The G II and G IV showed a DROP in body weight inspite of increased food consumption when compared with the control group. This increase in food intake was inhibited by using OX1R blocker in G III but the body weight showed a DROP by much degree than the other groups and this DROP in body weight started earlier than the other groups.
Blood cortisol level showed statistically significant higher levels in G II and G IV when compared with the G I. While G III although showed rise in blood cortisol level, it was delayed than the other groups.
A DROP in both fasting insulin level and fasting blood glucose level in both G II and G IV were noticed. In G III, no significant change in the level of insulin when compared with G I but the fasting blood glucose showed less and delayed dropping.
Assessment of insulin sensitivity showed an increase in insulin sensitivity in G II & G IV. While in G III showed also an increase in insulin sensitivity but it was delayed and less obvious.
The intraperitoneal glucose tolerance test showed an increase in blood glucose level after intraperitoneal injection of 2 gm/kg of glucose during the 1st hour in G I and then decreased toward the fasting level again during the 2nd & 3rd hours. The G II & G IV showed a rapid increase in blood glucose level after intraperitoneal glucose injection during the 1st 15 minutes reached their peaks then dropped gradually reaching their fasting values after 180 minutes. G III although showed rapid rise then rapid DROP of blood glucose level but the decline in blood glucose level was less sharp than the G II & G IV.
The cholesterol level was lower all sleep deprived groups (G II, G III & G IV). While the triglyceride level lowered in G II & G IV only. This denotes that the effect on cholesterol is orexin independent. Triglyceride levels in G III were still statistically significant higher when compared with the G II.

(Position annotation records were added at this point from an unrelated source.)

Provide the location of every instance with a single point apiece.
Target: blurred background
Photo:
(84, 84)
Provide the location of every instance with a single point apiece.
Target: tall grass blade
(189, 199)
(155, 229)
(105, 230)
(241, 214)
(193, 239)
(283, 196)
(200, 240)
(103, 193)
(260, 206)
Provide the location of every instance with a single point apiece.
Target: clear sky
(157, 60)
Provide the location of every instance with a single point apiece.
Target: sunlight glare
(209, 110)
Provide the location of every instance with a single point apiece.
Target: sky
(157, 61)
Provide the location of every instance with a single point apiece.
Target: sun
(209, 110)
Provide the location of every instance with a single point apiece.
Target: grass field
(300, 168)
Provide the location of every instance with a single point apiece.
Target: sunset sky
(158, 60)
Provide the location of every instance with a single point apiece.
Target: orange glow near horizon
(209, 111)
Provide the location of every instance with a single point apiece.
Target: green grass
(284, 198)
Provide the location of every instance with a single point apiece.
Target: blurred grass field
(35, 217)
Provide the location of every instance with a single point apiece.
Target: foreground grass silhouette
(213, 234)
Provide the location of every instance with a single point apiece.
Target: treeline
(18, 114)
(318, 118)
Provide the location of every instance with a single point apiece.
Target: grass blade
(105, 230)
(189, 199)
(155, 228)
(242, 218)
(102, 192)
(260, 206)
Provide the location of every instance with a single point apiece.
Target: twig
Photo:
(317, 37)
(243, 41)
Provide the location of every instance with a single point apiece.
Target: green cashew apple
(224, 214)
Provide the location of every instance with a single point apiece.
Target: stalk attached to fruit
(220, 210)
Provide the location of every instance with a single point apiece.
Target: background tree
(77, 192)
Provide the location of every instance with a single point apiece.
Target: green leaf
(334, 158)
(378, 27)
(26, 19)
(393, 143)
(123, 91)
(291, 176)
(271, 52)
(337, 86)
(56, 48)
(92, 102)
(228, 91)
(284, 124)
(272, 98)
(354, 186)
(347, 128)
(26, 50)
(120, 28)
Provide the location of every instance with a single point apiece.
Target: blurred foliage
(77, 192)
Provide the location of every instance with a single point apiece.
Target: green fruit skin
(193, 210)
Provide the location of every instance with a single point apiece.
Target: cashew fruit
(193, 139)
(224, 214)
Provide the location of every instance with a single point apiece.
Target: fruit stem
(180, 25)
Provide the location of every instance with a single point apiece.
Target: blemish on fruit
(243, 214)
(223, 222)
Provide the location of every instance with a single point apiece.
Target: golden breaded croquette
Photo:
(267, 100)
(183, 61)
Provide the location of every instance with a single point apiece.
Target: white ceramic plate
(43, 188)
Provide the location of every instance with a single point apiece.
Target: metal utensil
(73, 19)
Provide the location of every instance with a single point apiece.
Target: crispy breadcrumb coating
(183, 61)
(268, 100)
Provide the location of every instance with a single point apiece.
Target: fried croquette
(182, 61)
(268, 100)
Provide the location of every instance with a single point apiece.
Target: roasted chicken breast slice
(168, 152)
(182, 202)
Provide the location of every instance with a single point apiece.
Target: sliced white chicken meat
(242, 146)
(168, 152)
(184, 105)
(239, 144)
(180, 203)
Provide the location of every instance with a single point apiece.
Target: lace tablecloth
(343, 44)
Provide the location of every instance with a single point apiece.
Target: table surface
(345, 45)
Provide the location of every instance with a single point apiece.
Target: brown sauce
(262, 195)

Conclusion and Recommendations:
Conclusion:
The current study evidenced that exposure to paradoxical SD for 8 days, could have adverse effects on the metabolic and hormonal parameters in the adult albino rats that may be a cause of metabolic disorders that affect night shift workers in the society.

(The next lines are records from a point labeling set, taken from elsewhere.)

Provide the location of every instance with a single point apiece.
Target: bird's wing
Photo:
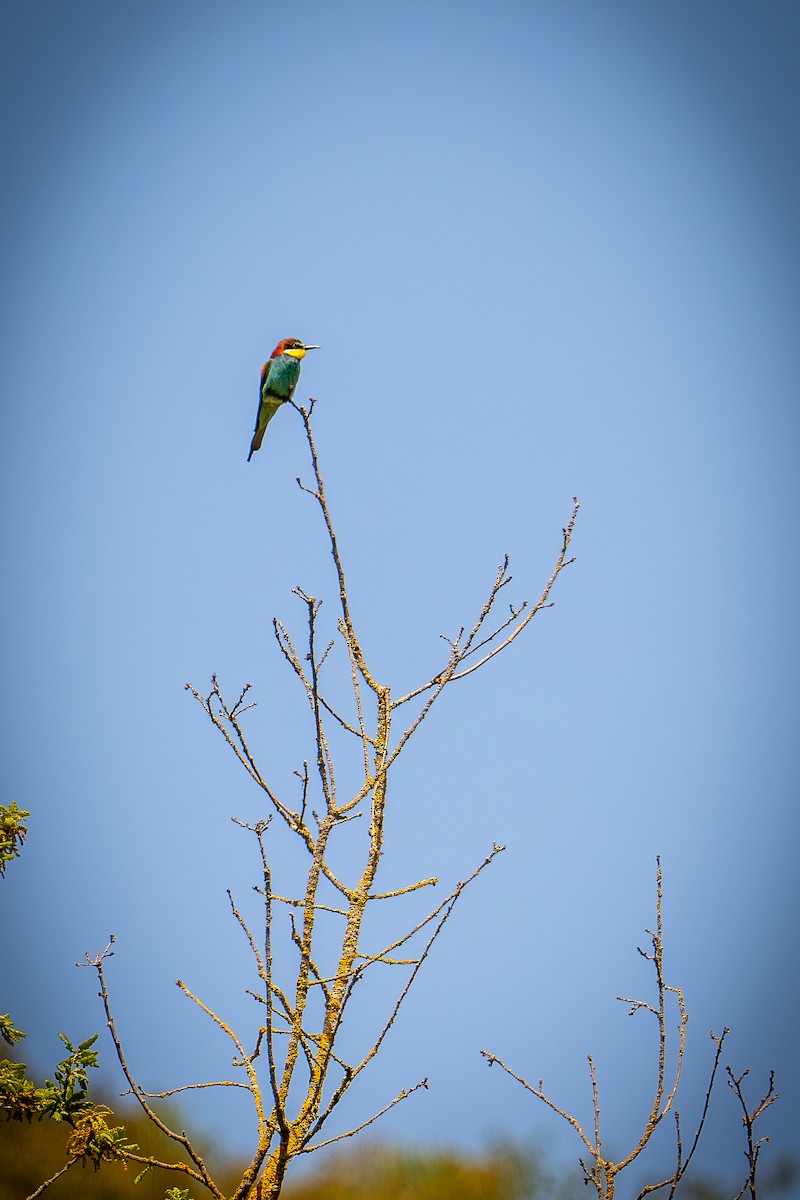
(265, 371)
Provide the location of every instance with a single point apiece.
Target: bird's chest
(282, 377)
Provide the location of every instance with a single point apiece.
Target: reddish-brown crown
(288, 343)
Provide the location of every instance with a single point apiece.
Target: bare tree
(602, 1173)
(290, 1063)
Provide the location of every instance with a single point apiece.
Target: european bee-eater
(280, 377)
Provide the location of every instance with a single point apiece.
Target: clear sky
(547, 249)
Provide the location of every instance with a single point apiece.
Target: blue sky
(547, 250)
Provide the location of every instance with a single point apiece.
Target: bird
(280, 377)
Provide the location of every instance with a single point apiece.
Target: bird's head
(292, 346)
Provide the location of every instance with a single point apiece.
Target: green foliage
(13, 832)
(62, 1098)
(67, 1096)
(18, 1096)
(32, 1153)
(95, 1141)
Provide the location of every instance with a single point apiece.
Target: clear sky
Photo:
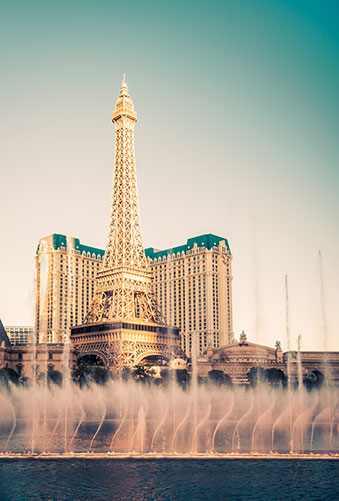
(237, 135)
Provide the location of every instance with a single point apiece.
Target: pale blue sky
(237, 135)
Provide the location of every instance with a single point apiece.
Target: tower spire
(124, 284)
(124, 324)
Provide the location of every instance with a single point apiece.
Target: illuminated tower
(124, 325)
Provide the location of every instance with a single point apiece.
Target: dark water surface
(168, 479)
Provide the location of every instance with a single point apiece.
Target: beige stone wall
(194, 291)
(26, 359)
(65, 285)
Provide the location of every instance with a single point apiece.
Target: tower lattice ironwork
(124, 284)
(124, 323)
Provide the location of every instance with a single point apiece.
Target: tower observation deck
(124, 325)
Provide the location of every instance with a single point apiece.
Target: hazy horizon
(237, 135)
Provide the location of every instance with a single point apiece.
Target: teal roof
(206, 241)
(3, 335)
(61, 241)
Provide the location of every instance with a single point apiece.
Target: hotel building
(20, 334)
(193, 284)
(65, 283)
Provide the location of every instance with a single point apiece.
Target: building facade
(193, 284)
(20, 334)
(65, 284)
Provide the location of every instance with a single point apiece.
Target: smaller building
(237, 359)
(22, 334)
(41, 358)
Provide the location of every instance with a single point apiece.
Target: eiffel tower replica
(124, 325)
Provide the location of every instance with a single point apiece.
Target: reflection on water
(168, 479)
(134, 418)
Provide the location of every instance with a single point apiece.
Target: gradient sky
(237, 135)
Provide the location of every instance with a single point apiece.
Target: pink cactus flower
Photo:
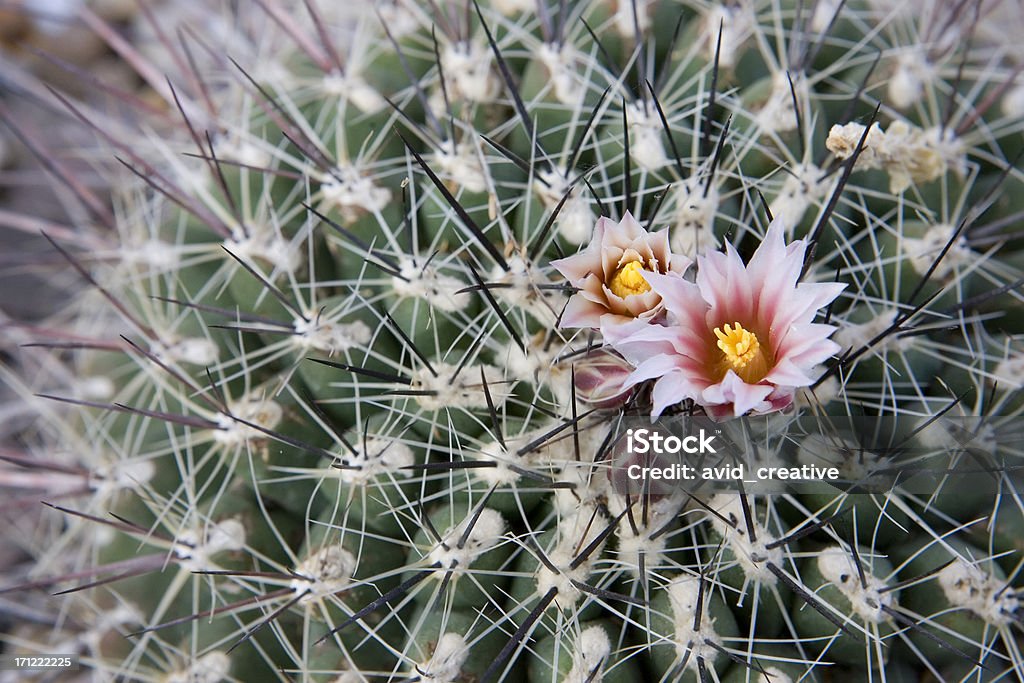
(599, 378)
(609, 274)
(738, 340)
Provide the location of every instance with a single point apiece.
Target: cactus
(336, 393)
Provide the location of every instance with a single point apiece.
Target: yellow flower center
(741, 352)
(628, 281)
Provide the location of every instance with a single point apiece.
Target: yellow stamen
(628, 281)
(742, 352)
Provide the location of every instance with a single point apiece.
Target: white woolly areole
(264, 244)
(736, 26)
(354, 89)
(210, 668)
(462, 164)
(97, 387)
(506, 457)
(329, 336)
(327, 571)
(645, 135)
(560, 62)
(632, 544)
(538, 366)
(353, 194)
(574, 531)
(693, 232)
(1013, 102)
(509, 7)
(1011, 372)
(822, 394)
(923, 252)
(462, 390)
(909, 155)
(950, 437)
(778, 114)
(683, 595)
(804, 185)
(444, 666)
(467, 72)
(771, 675)
(752, 557)
(590, 481)
(839, 568)
(856, 335)
(264, 413)
(592, 648)
(192, 350)
(398, 18)
(968, 587)
(906, 85)
(243, 152)
(576, 219)
(123, 474)
(485, 534)
(377, 457)
(522, 292)
(824, 10)
(195, 548)
(425, 283)
(154, 254)
(627, 23)
(101, 625)
(502, 473)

The recorded embarrassment of SD on metabolic and hormonal functions may be contributed to high orexin levels during periods of SD that lead to increase in stress hormones as cortisol, increase in food intake and increase in glucose and fat utilization.
Blocking OX1Rs protects against the increase in food intake and the DROP in insulin level and partially protect against the rise in cortisol level, the DROP in blood glucose level, the increase in insulin sensitivity and the DROP in triglyceride level but not protective against the DROP in cholesterol level. It leads to more DROP in body weight.
Recommendations:
• Avoidance of SD or inverted sleep rhythm as possible.
• Night shift workers -especially the obese- are advised to take OX1R blockers to decrease some of the complications of sleep deprivation and inverted sleep rhythm.
• Night shift workers with low availability of food and decrease food intake who are liable to hypoglycemia by the increased metabolic rate with low food intake, the OX1R blocker can decrease desire for food intake and doesn’t affect their wakefulness and protect them from SD induced hypoglycemia plus help reduction of their body weight so recommended in obese persons.
• Repeating the experiment with the use of higher doses of OX1R blockers.
• Trying different OX1R blockers.
• Measuring thyroid hormone levels and TSH to test if they have a role in these changes observed in paradoxical SD.